Thursday, September 08, 2005

It has been a few days since my last post because of a vacation during which I did not have access to a computer. Some sports stuff to start with.

Michigan football managed to beat Northern Illinois in the 2005 season opener despite horrible defense, a problem that has persisted since 1998.

I am not allowed to say this in certain places but I will say it here...Michigan defensive coordinator Jim Hermann is a totally worthless sack of crap who should have been croaked a long time ago. I am also less and less happy with head coach Lloyd Carr, who seems too stuck in the mud too much of the time. He may be a nice guy but with the talent Michigan has they should not be losing as many games as they do.

And speaking of coaches who need to resign or be fired, why have neither of these things happened to Bill Lame-beer yet?

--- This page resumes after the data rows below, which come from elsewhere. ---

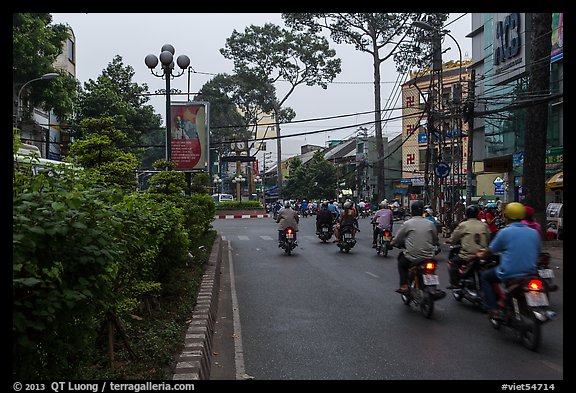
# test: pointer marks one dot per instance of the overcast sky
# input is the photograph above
(101, 36)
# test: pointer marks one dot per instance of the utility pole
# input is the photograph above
(469, 118)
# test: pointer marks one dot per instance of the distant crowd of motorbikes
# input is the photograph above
(524, 301)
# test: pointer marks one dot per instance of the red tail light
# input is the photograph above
(535, 285)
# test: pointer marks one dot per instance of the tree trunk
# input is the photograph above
(533, 177)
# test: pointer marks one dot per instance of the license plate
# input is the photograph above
(546, 273)
(536, 299)
(430, 279)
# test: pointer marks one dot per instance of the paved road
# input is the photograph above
(332, 337)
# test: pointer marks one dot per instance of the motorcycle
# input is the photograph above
(347, 240)
(545, 272)
(469, 277)
(423, 287)
(526, 308)
(326, 232)
(384, 243)
(288, 240)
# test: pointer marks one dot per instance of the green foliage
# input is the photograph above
(99, 151)
(36, 43)
(314, 180)
(67, 241)
(83, 251)
(114, 95)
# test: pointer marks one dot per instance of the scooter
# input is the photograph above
(469, 278)
(326, 232)
(288, 240)
(423, 287)
(347, 240)
(526, 309)
(545, 272)
(384, 243)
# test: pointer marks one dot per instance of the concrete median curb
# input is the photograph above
(193, 363)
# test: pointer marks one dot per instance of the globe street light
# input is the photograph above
(238, 180)
(50, 75)
(258, 180)
(167, 60)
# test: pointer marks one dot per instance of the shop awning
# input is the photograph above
(555, 181)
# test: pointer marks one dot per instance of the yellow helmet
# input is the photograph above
(515, 211)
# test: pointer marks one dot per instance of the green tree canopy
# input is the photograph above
(316, 179)
(114, 95)
(273, 54)
(381, 35)
(36, 44)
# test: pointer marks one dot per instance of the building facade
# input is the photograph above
(501, 59)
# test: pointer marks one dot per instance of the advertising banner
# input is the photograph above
(189, 135)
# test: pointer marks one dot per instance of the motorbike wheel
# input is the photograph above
(427, 306)
(530, 330)
(458, 295)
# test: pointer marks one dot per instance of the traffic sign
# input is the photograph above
(441, 169)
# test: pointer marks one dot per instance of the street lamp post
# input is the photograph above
(167, 60)
(217, 181)
(50, 75)
(238, 180)
(258, 180)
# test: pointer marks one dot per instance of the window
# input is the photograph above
(71, 51)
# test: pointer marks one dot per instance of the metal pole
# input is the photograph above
(167, 73)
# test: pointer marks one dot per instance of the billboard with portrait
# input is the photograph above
(189, 135)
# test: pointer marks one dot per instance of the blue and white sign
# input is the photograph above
(442, 169)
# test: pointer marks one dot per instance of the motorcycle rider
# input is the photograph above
(383, 219)
(287, 217)
(473, 235)
(518, 246)
(346, 218)
(419, 237)
(324, 216)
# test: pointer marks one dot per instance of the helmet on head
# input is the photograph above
(472, 211)
(417, 208)
(529, 212)
(515, 211)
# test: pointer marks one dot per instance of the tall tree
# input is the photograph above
(36, 43)
(378, 34)
(534, 166)
(113, 94)
(275, 54)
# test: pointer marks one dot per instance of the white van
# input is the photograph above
(217, 198)
(28, 157)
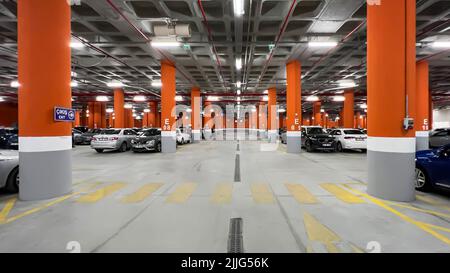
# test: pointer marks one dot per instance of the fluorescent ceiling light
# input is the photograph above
(238, 6)
(312, 98)
(338, 98)
(15, 84)
(441, 44)
(239, 63)
(139, 98)
(102, 98)
(114, 84)
(322, 44)
(156, 83)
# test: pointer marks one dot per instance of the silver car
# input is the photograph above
(113, 139)
(9, 170)
(439, 138)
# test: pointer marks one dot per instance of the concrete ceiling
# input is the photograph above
(118, 51)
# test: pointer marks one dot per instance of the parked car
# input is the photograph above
(433, 169)
(349, 139)
(9, 170)
(86, 137)
(439, 138)
(5, 135)
(183, 137)
(315, 138)
(147, 140)
(113, 139)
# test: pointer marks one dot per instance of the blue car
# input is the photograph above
(433, 169)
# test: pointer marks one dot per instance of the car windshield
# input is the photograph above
(151, 132)
(353, 132)
(110, 132)
(316, 131)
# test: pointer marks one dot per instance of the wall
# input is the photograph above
(441, 118)
(8, 114)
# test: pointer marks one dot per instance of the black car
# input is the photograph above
(315, 138)
(147, 140)
(5, 135)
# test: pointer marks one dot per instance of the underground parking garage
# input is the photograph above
(225, 127)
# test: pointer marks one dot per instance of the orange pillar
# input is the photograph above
(422, 126)
(44, 68)
(293, 102)
(152, 114)
(119, 101)
(272, 124)
(317, 106)
(196, 120)
(391, 84)
(168, 79)
(349, 109)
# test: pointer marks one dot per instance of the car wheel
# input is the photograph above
(422, 181)
(308, 146)
(123, 147)
(12, 185)
(339, 147)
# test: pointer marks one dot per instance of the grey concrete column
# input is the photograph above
(168, 141)
(391, 168)
(422, 140)
(294, 142)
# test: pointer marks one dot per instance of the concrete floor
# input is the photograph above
(183, 202)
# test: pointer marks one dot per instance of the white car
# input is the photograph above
(349, 139)
(183, 137)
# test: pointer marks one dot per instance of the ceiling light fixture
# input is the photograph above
(322, 44)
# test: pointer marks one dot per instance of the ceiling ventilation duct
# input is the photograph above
(178, 30)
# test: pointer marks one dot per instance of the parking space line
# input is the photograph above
(320, 233)
(101, 193)
(301, 194)
(222, 194)
(142, 193)
(181, 193)
(342, 194)
(7, 209)
(262, 194)
(423, 226)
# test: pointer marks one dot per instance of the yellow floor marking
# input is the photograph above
(301, 194)
(101, 193)
(6, 209)
(431, 201)
(222, 194)
(320, 233)
(423, 226)
(181, 193)
(342, 194)
(142, 193)
(419, 209)
(262, 194)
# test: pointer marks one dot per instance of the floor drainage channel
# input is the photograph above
(235, 238)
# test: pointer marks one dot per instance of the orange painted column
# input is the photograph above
(44, 68)
(349, 109)
(294, 111)
(153, 106)
(272, 124)
(422, 125)
(196, 117)
(391, 92)
(119, 102)
(168, 136)
(317, 106)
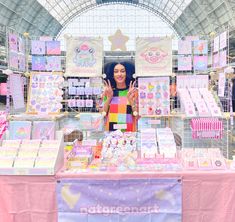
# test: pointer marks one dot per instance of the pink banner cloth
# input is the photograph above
(28, 199)
(207, 195)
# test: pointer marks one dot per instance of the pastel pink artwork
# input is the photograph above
(184, 47)
(154, 55)
(53, 48)
(12, 39)
(38, 47)
(184, 63)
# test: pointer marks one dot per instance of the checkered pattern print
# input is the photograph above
(120, 112)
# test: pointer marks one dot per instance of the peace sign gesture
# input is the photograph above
(108, 91)
(131, 93)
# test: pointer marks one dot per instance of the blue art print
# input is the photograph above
(38, 63)
(84, 56)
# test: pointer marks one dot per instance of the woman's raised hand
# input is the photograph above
(108, 91)
(131, 95)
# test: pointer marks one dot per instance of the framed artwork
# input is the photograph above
(153, 56)
(45, 93)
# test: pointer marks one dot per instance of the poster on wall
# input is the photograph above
(45, 93)
(153, 56)
(184, 47)
(84, 56)
(38, 47)
(120, 200)
(154, 96)
(216, 44)
(200, 63)
(223, 40)
(13, 43)
(223, 58)
(184, 63)
(200, 47)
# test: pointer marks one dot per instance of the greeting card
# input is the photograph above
(184, 63)
(13, 60)
(45, 93)
(38, 47)
(223, 58)
(200, 47)
(154, 96)
(38, 63)
(53, 63)
(20, 130)
(200, 63)
(44, 130)
(12, 40)
(53, 47)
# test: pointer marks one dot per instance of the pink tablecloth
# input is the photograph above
(207, 196)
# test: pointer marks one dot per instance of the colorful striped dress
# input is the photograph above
(120, 112)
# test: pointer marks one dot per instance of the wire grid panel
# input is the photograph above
(182, 127)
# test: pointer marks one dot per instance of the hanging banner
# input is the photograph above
(84, 57)
(221, 84)
(184, 47)
(153, 56)
(184, 63)
(154, 96)
(119, 200)
(16, 89)
(45, 93)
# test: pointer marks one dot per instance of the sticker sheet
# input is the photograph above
(154, 96)
(45, 93)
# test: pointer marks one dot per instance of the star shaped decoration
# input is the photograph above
(118, 41)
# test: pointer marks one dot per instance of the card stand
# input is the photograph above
(59, 162)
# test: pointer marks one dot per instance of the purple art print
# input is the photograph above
(38, 63)
(38, 47)
(200, 63)
(13, 60)
(223, 58)
(22, 61)
(200, 47)
(223, 40)
(53, 48)
(21, 44)
(12, 40)
(45, 93)
(53, 63)
(216, 60)
(184, 47)
(184, 63)
(120, 200)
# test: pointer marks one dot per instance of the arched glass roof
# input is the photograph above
(64, 10)
(105, 20)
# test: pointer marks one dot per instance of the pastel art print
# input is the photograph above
(200, 47)
(184, 63)
(53, 63)
(200, 63)
(38, 47)
(53, 48)
(154, 96)
(12, 41)
(38, 63)
(184, 47)
(45, 93)
(153, 56)
(84, 57)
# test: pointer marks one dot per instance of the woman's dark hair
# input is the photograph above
(109, 71)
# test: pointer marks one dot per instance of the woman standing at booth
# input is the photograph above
(120, 99)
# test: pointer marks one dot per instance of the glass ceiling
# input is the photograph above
(104, 21)
(64, 10)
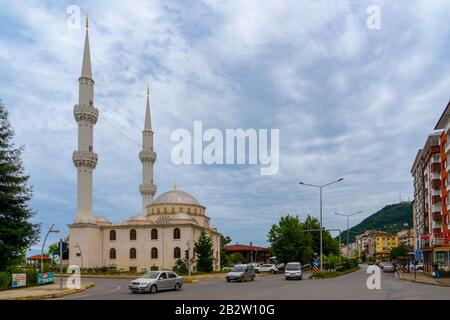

The Miami of Florida Convictcanes and Florida State Criminoles played their annual game, another of those (like Michigan State-Notre Dame and Southern Cal-UCLA) where I wish that both teams could lose because I cannot stand either. I think the Criminoles won the latest Battle of the Florida Scumbag Teams.

Some more postmodern musings...I was in Grand Haven, Michigan on the aforementioned vacation and saw a manifestation of something I remember from the theory I have read. This regards the tendency of places that once were sites of production (like factories) becoming sites of consumerism (shopping malls). In downtown Grand Haven they have a shopping mall that once was the Story and Clark piano factory. The fading painted signature of the piano company can still be barely read on the bricks on the outside of the building. There are many old photos of the inside and outside of the factory on the walls of the now-shopping mall, including one that I believe must be from sometime in the 1950s. I came to this conclusion from the background of the photo which shows what appears to be a makeshift baseball scoreboard with New York and Brooklyn as the teams. Which, from my knowledge of sports history, I know was a fairly regular World Series matchup (New York Yankees vs. then-Brooklyn Dodgers) in the 50s.

I figure the factory workers were listening to a World Series game (or maybe even watching it on TV?) and keeping track of the score.